2024年10月の衆院選挙で、与野党は最低賃金1500円を目標に掲げました。石破茂首相は、最低賃金を全国加重平均で1500円に引き上げるという政府目標の達成時期を、従来の2030年代半ばから2020年代へと前倒しすると公表しています。
この方針が実現すれば、倒産する中小企業が続出するという悲観的な声も聞かれます。そんな中で、派遣社員の平均時給はすでに1500円超を記録しています(2024年6月時点)。
派遣社員というと、正社員と比べて雇用が不安定な上、収入面でも恵まれていない経済的な弱者というイメージを持つ人も多いのではないでしょうか? 今回は、派遣で働く人の時給が1500円を超えている理由や、それに伴う派遣会社の倒産の実態について解説します。
派遣社員の時給が高くなったのは、人手不足など労働力の需要と供給のバランスの影響もありますが、政府の施策による部分が大きいです。
2020年4月以降の同一労働同一賃金の施策の中で、派遣社員が派遣先企業の正社員と同じ仕事をしている場合は待遇も同じにしなければならないと定められました。

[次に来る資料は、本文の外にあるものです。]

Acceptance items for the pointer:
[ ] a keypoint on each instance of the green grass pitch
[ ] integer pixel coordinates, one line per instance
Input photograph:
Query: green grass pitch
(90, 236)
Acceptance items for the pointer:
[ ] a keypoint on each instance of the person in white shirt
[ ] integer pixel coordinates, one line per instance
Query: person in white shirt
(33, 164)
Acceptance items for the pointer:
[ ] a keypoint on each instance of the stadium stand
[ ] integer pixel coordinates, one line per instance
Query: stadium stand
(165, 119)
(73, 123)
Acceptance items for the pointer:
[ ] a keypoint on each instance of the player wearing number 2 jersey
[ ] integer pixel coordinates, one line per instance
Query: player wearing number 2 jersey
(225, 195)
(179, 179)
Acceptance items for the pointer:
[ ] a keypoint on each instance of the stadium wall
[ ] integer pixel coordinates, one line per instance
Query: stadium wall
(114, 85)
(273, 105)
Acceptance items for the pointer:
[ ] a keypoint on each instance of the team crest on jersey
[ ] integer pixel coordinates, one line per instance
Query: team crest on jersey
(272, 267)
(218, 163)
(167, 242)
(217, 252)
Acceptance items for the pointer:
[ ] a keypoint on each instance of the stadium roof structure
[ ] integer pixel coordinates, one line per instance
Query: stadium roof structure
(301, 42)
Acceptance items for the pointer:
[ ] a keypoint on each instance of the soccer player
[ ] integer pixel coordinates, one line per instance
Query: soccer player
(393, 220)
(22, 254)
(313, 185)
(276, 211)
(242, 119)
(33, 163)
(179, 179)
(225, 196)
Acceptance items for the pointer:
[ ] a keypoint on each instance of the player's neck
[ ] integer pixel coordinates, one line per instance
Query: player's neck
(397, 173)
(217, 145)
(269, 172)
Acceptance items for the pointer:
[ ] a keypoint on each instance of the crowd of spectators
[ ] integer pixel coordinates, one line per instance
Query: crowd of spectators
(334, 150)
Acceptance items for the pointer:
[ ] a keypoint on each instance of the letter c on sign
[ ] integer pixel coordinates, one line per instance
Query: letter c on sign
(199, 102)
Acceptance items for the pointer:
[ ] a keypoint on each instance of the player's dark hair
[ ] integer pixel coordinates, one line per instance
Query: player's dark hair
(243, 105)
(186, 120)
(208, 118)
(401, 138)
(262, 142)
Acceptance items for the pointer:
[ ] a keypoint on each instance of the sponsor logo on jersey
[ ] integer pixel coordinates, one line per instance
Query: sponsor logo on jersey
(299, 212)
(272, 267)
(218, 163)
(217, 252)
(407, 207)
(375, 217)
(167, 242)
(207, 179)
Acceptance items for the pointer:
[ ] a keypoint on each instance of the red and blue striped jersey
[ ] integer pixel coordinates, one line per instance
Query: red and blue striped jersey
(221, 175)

さすがにこの指針は現実的でないという声が派遣業界から挙がったため、厚生労働省は、労使協定方式といって国が集計している職種ごとの賃金統計と同等以上の賃金を派遣社員に支給する方法も認めました。
現在では、約9割の派遣会社が労使協定方式を選択しています。使用されている賃金統計は、正社員を含めたもののため、最低賃金の水準よりも高めに設定されています。
その結果、派遣社員の賃金が急上昇したのです。エン・ジャパンの調査によれば、東京・名古屋・大阪の三大都市圏では2024年9月時点での平均時給は1700円を超え、最低平均賃金1500円に満たない職種は、介護系と軽作業系の2職種という結果となっています。
筆者は派遣会社の顧問をしており、その賃金台帳を見る機会があるのですが、大半の派遣社員の平均時給が1500円超です。
もちろん派遣社員の大半は有期契約のため、業績や会社の方針の変化などにより契約が更新されないことも多々あります。最近では無期雇用派遣といって月給制の雇用形態で働く人も現れましたが、派遣社員の大半は時給制で働いています。
したがって、年末年始などの休みが多い月は収入が減ります。また賞与が支給されない人が大半を占めますので、実態は数字ほど恵まれているとはいえないでしょう。とはいえ、パート社員などはもとより中小企業の正社員よりも時給換算すれば高い給料をもらっている派遣社員がいるのは事実です。